1,370 Foreign Workers Relocated to Approved Accommodation Upon MOM’s Intervention
Between January and November 2008, the Ministry of Manpower (MOM) inspected 661 premises to ensure that foreign workers are housed in acceptable conditions. Inspections conducted at 281 foreign workers' quarters within the Dengue/Chikungunya clusters and at factory premises illegally converted into dormitories found that there were overcrowding issues at these premises, which pose public health and fire safety risks. Arising from MOM's inspections, 1,370 foreign workers have since been relocated to approved accommodation1
by their employers.
2. From January to November 2008, MOM also took enforcement action against 1,052 employers for failing to provide acceptable housing for their foreign workers. An employer was recently convicted and fined $20,000 by the court on 21 November 2008 (Please refer to Annex for case details).

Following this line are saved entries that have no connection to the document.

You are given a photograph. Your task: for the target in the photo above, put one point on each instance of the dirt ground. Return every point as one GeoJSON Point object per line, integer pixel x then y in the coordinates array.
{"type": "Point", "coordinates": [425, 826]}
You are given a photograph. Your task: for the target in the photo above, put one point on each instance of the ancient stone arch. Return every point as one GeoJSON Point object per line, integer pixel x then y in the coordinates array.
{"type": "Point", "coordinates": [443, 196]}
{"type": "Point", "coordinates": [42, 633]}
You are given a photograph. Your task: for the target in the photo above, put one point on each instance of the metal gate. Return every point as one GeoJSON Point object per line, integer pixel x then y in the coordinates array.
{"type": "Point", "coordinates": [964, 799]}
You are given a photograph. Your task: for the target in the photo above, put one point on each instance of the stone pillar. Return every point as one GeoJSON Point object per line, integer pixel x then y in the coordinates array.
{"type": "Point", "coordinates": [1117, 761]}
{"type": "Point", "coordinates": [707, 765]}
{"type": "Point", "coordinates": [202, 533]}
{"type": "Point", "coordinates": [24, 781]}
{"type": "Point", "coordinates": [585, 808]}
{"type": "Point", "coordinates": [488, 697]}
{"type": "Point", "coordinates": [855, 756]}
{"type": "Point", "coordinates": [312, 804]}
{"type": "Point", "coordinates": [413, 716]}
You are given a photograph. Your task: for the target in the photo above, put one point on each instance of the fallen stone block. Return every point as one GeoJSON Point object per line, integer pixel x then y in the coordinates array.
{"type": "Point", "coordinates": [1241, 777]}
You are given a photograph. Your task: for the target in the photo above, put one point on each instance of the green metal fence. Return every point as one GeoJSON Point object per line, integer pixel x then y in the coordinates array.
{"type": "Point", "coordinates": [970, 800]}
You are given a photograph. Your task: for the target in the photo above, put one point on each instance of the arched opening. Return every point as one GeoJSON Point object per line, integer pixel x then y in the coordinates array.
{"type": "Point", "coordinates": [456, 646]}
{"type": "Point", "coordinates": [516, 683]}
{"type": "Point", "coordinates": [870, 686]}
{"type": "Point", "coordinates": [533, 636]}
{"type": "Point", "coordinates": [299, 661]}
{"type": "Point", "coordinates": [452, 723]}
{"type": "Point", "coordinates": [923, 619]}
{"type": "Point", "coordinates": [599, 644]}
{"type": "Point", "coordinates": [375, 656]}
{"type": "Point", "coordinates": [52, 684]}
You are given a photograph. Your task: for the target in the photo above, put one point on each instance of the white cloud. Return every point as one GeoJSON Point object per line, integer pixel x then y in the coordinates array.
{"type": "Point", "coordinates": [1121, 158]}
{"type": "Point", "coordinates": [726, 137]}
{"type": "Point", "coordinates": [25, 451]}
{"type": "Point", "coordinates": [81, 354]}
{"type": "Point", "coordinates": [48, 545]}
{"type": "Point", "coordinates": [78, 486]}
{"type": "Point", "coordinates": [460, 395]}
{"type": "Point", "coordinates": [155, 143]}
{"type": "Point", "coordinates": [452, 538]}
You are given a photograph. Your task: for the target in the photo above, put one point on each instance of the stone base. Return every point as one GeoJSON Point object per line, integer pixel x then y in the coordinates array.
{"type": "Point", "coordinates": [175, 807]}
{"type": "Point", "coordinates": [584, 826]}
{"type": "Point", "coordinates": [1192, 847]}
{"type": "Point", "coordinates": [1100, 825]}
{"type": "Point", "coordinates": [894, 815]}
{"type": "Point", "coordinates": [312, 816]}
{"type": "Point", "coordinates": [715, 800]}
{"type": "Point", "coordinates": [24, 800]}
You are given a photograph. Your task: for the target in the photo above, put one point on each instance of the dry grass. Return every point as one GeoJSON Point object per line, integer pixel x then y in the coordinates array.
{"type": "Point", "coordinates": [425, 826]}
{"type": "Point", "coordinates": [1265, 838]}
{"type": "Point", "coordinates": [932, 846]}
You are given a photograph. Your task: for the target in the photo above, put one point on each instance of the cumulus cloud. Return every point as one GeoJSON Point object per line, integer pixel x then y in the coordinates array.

Twenty employers were issued composition fines ranging from $200 to $2,000 and the rest were issued warning letters.
Responsibility of employers to provide acceptable accommodation
3. Mr Aw Kum Cheong, Divisional Director of the Foreign Manpower Management Division, MOM said: “Under the Work Permit conditions, employers must provide foreign workers with acceptable accommodation throughout the period of employment. Housing foreign workers in unacceptable living conditions such as in overcrowded premises, endangers their safety and health.”
4. Employers who fail to provide acceptable accommodation for their foreign workers breach the Work Permit conditions. They face prosecution and may be fined up to $5,000 or jailed up to 6 months, or both for each infringement. In addition, the breach will be taken into consideration when the Ministry considers the employer's subsequent applications for Work Permits.
Case Study – Conviction of Chang Seng Services Pte Ltd
On 21 November 2008, Chang Seng Services Pte Ltd, a company providing conservancy services, was convicted and fined a total of $20,000 for failing to provide acceptable accommodation for its foreign workers.
Acting on information received, MOM conducted an inspection in May 2008 at Redhill Close where five workers from the company were found housed in a rubbish bin centre.
The foreign workers cooked, slept and lived in the bin centre as the company did not provide them with any other accommodation.
1Foreign workers' accommodation must meet the various statutory requirements. This includes proper land use by the Urban Redevelopment Authority (URA), Housing Development Board (HDB) or Jurong Town Corporation (JTC); building structural safety standards by the Building and Construction Authority (BCA); fire and safety standards by the Singapore Civil Defence Force (SCDF); environmental health requirements by the National Environment Agency (NEA); and drainage and sanitary/sewerage system requirements by the Public Utilities Board (PUB).